Alevilerin sesi TV 10 yöneticilerinin, Veli Büyükşahin ve Veli Haydar Güleç’in tutuklanmış olmalarına dikkat çekmek istiyorum. Bir topluma yönelik dışlamanın şimdi doğrudan bir televizyon kanalına yönelik uygulamaya dönüşmüş olması dikkat çekici bir durum.

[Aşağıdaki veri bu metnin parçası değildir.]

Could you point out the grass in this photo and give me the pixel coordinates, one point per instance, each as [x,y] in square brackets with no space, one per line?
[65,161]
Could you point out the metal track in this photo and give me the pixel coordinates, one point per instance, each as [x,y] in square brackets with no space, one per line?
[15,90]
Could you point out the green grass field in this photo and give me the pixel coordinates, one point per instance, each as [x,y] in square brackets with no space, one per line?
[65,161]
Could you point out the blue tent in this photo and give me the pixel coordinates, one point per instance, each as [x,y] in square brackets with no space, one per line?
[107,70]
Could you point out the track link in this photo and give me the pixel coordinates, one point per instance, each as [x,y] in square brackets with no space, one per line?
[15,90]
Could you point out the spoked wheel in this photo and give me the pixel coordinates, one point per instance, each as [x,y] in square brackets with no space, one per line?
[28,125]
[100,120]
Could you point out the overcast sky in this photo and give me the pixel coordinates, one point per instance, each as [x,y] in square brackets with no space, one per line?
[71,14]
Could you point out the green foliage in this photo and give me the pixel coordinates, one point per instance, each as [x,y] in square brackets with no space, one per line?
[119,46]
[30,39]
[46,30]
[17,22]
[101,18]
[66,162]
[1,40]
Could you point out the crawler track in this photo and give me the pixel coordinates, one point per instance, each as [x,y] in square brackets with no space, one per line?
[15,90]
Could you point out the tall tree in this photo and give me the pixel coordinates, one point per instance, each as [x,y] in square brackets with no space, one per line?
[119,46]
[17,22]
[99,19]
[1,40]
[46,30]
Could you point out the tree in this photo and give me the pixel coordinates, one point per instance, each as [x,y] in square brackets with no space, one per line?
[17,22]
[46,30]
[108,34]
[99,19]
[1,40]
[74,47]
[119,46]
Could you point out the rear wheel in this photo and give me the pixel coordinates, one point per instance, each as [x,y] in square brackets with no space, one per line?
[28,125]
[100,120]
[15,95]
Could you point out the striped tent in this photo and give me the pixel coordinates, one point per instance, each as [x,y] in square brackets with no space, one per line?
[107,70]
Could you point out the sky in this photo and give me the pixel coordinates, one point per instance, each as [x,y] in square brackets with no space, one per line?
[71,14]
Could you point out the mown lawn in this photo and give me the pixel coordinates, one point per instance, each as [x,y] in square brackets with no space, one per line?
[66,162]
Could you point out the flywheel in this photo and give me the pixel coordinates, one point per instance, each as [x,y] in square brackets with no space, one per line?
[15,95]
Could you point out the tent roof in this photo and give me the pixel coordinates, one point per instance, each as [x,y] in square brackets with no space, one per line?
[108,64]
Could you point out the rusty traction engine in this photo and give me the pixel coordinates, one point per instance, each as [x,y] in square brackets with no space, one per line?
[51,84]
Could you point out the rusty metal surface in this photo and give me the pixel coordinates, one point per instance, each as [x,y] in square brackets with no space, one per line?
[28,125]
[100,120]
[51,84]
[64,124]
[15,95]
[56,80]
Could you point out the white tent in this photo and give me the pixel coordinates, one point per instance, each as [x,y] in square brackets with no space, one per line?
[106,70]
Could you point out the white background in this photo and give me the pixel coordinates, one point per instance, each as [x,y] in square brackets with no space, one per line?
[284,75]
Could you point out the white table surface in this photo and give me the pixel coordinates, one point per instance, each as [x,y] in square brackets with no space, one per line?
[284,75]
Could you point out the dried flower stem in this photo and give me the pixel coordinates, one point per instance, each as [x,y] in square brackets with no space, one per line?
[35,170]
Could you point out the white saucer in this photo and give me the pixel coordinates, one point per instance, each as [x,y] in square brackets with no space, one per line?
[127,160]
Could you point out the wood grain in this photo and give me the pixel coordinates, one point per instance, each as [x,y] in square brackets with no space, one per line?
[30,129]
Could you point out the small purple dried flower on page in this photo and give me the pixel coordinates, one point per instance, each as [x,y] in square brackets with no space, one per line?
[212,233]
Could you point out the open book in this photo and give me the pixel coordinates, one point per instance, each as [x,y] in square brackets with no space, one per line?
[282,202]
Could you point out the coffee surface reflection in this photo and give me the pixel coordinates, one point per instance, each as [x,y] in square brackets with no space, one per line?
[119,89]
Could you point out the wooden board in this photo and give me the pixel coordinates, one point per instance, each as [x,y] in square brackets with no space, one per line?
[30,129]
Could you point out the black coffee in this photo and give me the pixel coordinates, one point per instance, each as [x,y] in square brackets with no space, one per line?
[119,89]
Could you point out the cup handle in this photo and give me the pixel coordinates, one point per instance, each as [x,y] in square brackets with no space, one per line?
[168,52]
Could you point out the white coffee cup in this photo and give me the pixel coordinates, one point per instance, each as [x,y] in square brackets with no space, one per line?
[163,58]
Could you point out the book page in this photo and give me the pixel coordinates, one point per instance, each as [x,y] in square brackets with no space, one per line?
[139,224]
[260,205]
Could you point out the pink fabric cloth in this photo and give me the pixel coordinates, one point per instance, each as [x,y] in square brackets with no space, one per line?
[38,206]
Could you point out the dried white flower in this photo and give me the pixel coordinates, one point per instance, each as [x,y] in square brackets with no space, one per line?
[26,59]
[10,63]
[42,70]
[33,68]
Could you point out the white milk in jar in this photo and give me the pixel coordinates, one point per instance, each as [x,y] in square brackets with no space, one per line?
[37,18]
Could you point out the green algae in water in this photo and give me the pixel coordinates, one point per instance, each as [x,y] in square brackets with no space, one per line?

TEK TİP KIYAFET UYGULAMASI

Tek tip kıyafetle ilgili yaklaşımı tüm topluma yönelik tek tipleştirme siyasetinin parçası olarak görüyoruz. Hayatın her yerinde tek tipçiliği esas alanlar, tek tipleşmeyi politika haline getirenler cezaevlerine de aynı uygulamayı dayatmak istiyorlar. Bu uygulamanın eşitlik, adil yargılama ilkesi açısından anlamına dair çok şey ifade ettik. Avrupa Konseyi’nin, BM’nin, AİHM’in daha önce verilmiş kararları doğrudan doğruya Türkiye idaresinin uygulamalarını bağlıyor olmasına rağmen bunları yok saymak, OHAL’i fırsata çevirmek ve KHK ile yeni bir gerilim fitili ateşlemek yeni bir provokasyona imza atmaktır.

‘TÜRKİYE TERSİNE GİDİYOR’

Daha önce Kenan Evren’in denediği ve siyasi hükümlülerin iç çamaşırlarıyla mahkemelere çıkmayı göze alıp tek tipe karşı direndiği gerçeğini biliyoruz. Yine, 80’lerin sonlarında Danıştay’ın verdiği tek tiple ilgili iptal kararı ortada. Tüm dünyanın yargılamada daha adil davranma, hukuk devleti inşa etme konusunda aldığı mesafeye rağmen Türkiye’nin tersine gidişi, içinde bulunduğu durumu da net bir şekilde ortaya koyuyor.

‘TEK ADAMIN BÜTÜN ÜLKEYİ TEK TİPLEŞTİRME AMACININ GÖSTERGESİ’

Tek tip uygulaması, tek adamın bütün ülkeyi tek tipleştirme amacının, öfkesinin eseridir. Siyasetçiler seçim meydanlarında söylediklerinin esiri olmamalıdır. Elbette ki seçim meydanlarında nefret dili kullanmamak, öfkeyle konuşmamak, hamaset dolu mesajlarla oy toplamaya çalışmamak konusunda özen göstermek zorundalar. Hele bir de o ortamda söylenmiş talihsiz sözlerin esiri olup, o sözlerin gereğini yaparsanız. Meydanlarda fanatik bir kesimi memnun etmek için söylenmiş sözün bir uygulamaya dönüşmesi ve bunun bedelinin bütün ülkeye ödetilmesi kabul edilemez.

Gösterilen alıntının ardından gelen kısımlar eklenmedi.